Feminist bookshelf: We should all be Feminists

I’ve wanted to do regular book reviews for a while now, as I love to read (surprise!) and I paid £27,000 for the privilege. I mean I also got a degree out of it and wrote a few thousand words too, but essentially I paid a hefty lil sum to work my way through someone else’s book recommendations…

Anyhoo. As you can imagine, I now own a ridiculous amount of books. Not all of them are worth reading, so I’ll select my faves. They cover a wide variety of topics such as world politics, classics, history, lit theory, psychology, sociology, theology, science and I also have a considerable amount of feminist literature. Again, a shocker I know.

I thought I’d start with one of my earliest and shortest feminist reads off my lil feminist bookshelf, We Should All Be Feminists by Chimamanda Ngozi Adichie.

Chimamanda originally delivered this speech as a TED talk in 2012. The text is a transcript of this speech.

Born and raised in Kenya, Chimamanda discusses both the male and female treatment of her own sex. In certain clubs in Kenya women are not allowed entrance unless they are accompanied by a man. Once Chimamanda paid for dinner for herself and a male friend, and the waiter thanked her friend – the man. He assumed that the money she gave him had come from the man sitting opposite her. These experiences not only enlightened Chimamanda to feminism and the realisation that she was a feminist – however dirty the word may have seemed at that time to her – but they also educated progressive men around her.
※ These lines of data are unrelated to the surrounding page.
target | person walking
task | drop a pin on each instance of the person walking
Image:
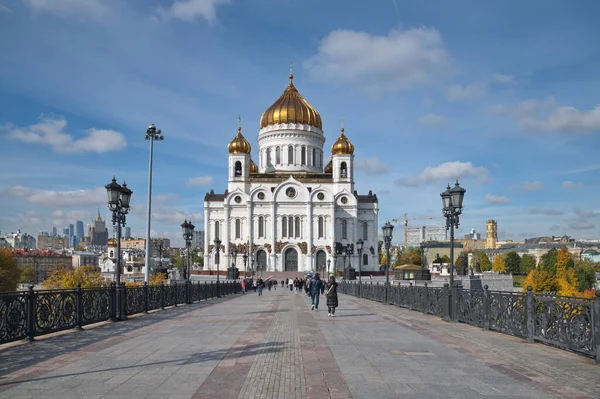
(316, 287)
(331, 295)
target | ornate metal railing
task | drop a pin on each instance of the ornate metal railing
(27, 314)
(571, 323)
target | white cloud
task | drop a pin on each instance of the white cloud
(547, 116)
(189, 10)
(397, 61)
(502, 78)
(458, 92)
(53, 198)
(199, 181)
(545, 211)
(95, 9)
(51, 132)
(531, 186)
(446, 171)
(371, 165)
(432, 120)
(572, 185)
(496, 199)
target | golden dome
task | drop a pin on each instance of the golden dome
(253, 167)
(291, 107)
(239, 144)
(342, 145)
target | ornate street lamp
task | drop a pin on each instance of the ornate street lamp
(217, 260)
(387, 229)
(359, 247)
(152, 134)
(452, 202)
(119, 197)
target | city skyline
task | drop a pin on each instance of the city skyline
(498, 96)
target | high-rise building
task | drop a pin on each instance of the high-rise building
(79, 229)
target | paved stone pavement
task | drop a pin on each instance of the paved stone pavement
(274, 347)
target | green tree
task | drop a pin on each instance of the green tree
(27, 275)
(498, 266)
(528, 263)
(512, 262)
(9, 271)
(548, 261)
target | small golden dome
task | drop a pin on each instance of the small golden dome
(291, 107)
(239, 144)
(253, 167)
(342, 145)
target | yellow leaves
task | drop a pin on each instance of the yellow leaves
(498, 266)
(9, 272)
(87, 276)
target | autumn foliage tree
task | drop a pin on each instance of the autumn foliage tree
(66, 277)
(9, 271)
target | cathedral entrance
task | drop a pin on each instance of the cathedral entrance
(291, 260)
(321, 264)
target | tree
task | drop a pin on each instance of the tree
(512, 262)
(528, 263)
(548, 261)
(27, 275)
(481, 262)
(540, 281)
(67, 277)
(498, 266)
(9, 271)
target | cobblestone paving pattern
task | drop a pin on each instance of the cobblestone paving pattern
(274, 346)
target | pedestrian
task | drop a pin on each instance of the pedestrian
(316, 287)
(331, 295)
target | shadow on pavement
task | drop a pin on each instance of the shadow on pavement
(30, 353)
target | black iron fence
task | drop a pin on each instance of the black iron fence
(571, 323)
(27, 314)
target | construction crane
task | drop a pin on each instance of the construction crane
(406, 219)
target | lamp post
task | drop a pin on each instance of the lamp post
(234, 252)
(388, 229)
(452, 200)
(359, 247)
(217, 260)
(119, 197)
(151, 134)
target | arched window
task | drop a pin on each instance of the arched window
(284, 226)
(261, 227)
(321, 227)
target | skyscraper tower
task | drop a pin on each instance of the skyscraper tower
(491, 229)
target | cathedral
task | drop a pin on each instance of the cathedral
(291, 211)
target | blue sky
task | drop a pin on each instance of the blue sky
(503, 95)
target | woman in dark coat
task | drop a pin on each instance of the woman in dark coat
(331, 292)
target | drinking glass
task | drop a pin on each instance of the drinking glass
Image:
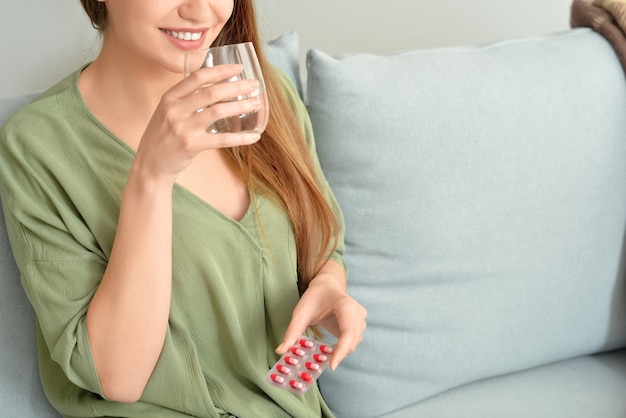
(245, 55)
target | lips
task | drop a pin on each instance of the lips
(184, 35)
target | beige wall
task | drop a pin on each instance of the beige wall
(42, 40)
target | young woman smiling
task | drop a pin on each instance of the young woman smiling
(169, 267)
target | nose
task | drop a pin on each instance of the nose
(196, 10)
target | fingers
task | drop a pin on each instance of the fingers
(351, 326)
(203, 77)
(345, 319)
(300, 321)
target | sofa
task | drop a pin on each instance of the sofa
(484, 194)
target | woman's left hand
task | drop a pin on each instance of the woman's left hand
(327, 304)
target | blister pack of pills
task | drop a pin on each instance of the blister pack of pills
(301, 365)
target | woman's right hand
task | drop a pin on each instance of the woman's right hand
(177, 131)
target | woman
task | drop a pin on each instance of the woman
(168, 267)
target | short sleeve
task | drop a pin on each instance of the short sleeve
(51, 245)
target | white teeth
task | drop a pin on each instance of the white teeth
(184, 36)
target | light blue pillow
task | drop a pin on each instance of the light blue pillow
(284, 52)
(484, 195)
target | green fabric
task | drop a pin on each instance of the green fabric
(62, 176)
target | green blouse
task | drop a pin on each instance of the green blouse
(62, 174)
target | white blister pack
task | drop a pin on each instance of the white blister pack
(301, 365)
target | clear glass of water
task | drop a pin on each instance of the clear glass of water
(245, 55)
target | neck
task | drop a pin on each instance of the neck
(132, 85)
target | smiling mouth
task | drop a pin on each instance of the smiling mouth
(183, 36)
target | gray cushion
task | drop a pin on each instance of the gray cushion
(483, 190)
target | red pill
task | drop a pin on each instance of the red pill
(306, 343)
(283, 369)
(326, 349)
(320, 358)
(312, 366)
(296, 385)
(291, 360)
(305, 376)
(298, 352)
(276, 378)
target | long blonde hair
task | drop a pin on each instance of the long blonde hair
(280, 164)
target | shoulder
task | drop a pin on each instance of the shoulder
(46, 116)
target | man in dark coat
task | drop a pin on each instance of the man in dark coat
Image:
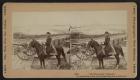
(108, 48)
(49, 48)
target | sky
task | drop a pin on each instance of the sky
(90, 22)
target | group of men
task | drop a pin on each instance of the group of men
(50, 47)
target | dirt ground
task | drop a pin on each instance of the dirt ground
(76, 64)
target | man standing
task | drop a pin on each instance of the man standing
(109, 50)
(48, 44)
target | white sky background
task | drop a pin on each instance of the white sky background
(91, 22)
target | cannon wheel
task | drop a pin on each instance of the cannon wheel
(25, 54)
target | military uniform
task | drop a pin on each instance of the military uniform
(49, 48)
(108, 48)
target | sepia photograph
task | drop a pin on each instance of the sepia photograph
(70, 39)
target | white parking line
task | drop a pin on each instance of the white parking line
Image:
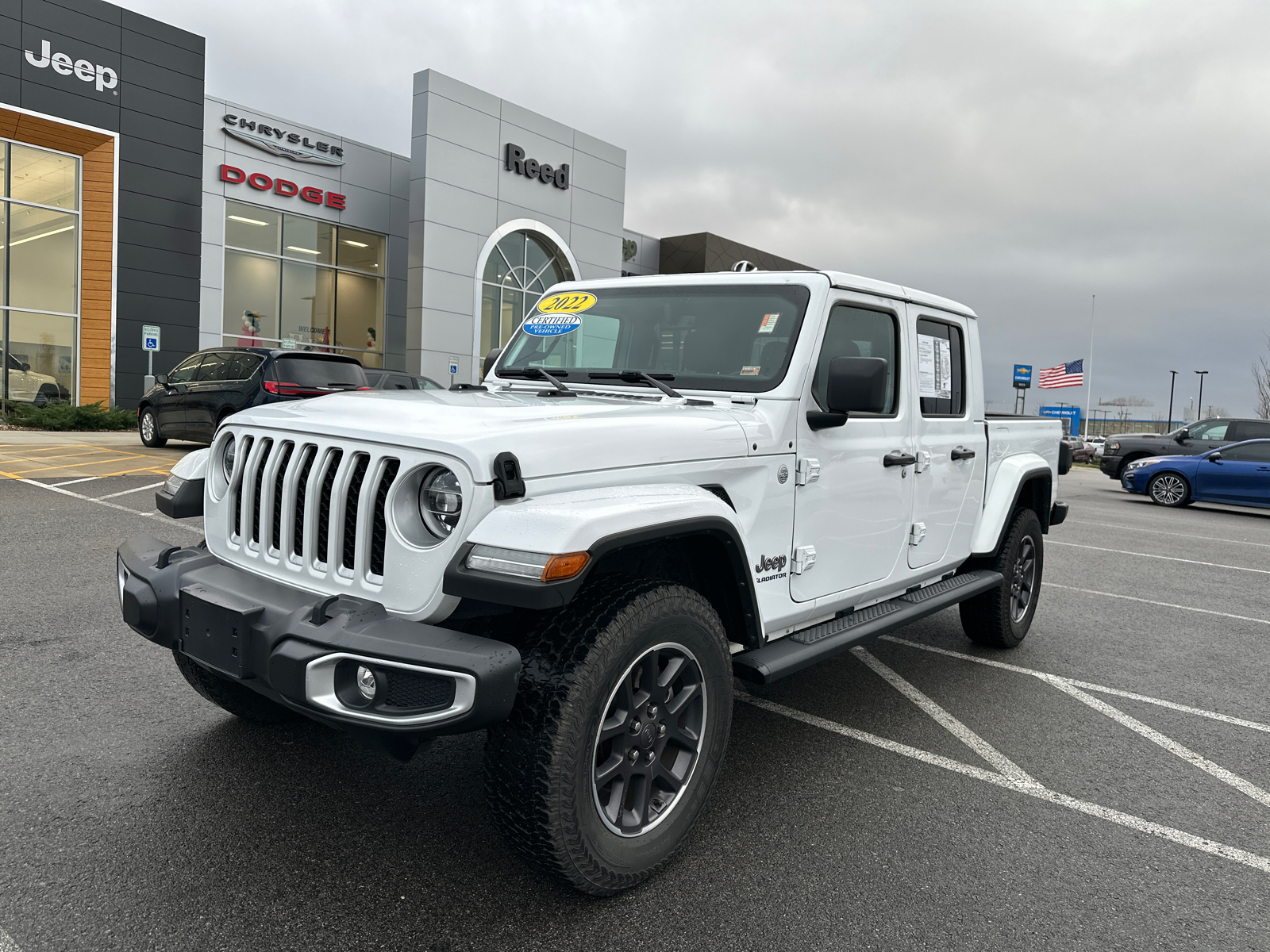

Chimamanda shares many stories that shaped her feminism, all of which outline that men are treated differently – better – than women. If we want to achieve equality, Chimamanda states, then we have change the way we raise girls and boys as children. Boys cannot be told they need to be strong, and powerful, and successful, if girls are not told the same. Girls cannot be told to be likeable, polite, quiet, if boys are not told the same. Otherwise how will these boys and girls grow to become equals as adults when they have completely different values?

“We teach girls that they can have ambition, but not too much … to be successful, but not too successful, or they’ll threaten men.”

In a sense, from childhood a conflict is set out between what a woman and what a man should be. They don’t fit together according to Chimamanda; they cannot live harmoniously if they don’t treat themselves or each other equally.

Despite our cultural differences, I understood exactly how Chimamanda felt in each situation. In school the person who scored the highest on the test got to be register monitor, so, Chimamanda worked hard and scored the highest on the test. But the role was given to the person who scored the second highest, because he was a boy. The teacher had not told the class that a girl couldn’t take the role beforehand as it was meant to be implicit.

Sound familiar? That a hard working, smart woman would lose a promotion to a man? Just a tad.

It’s a refreshing, educational and relatable book that’s really worth a read.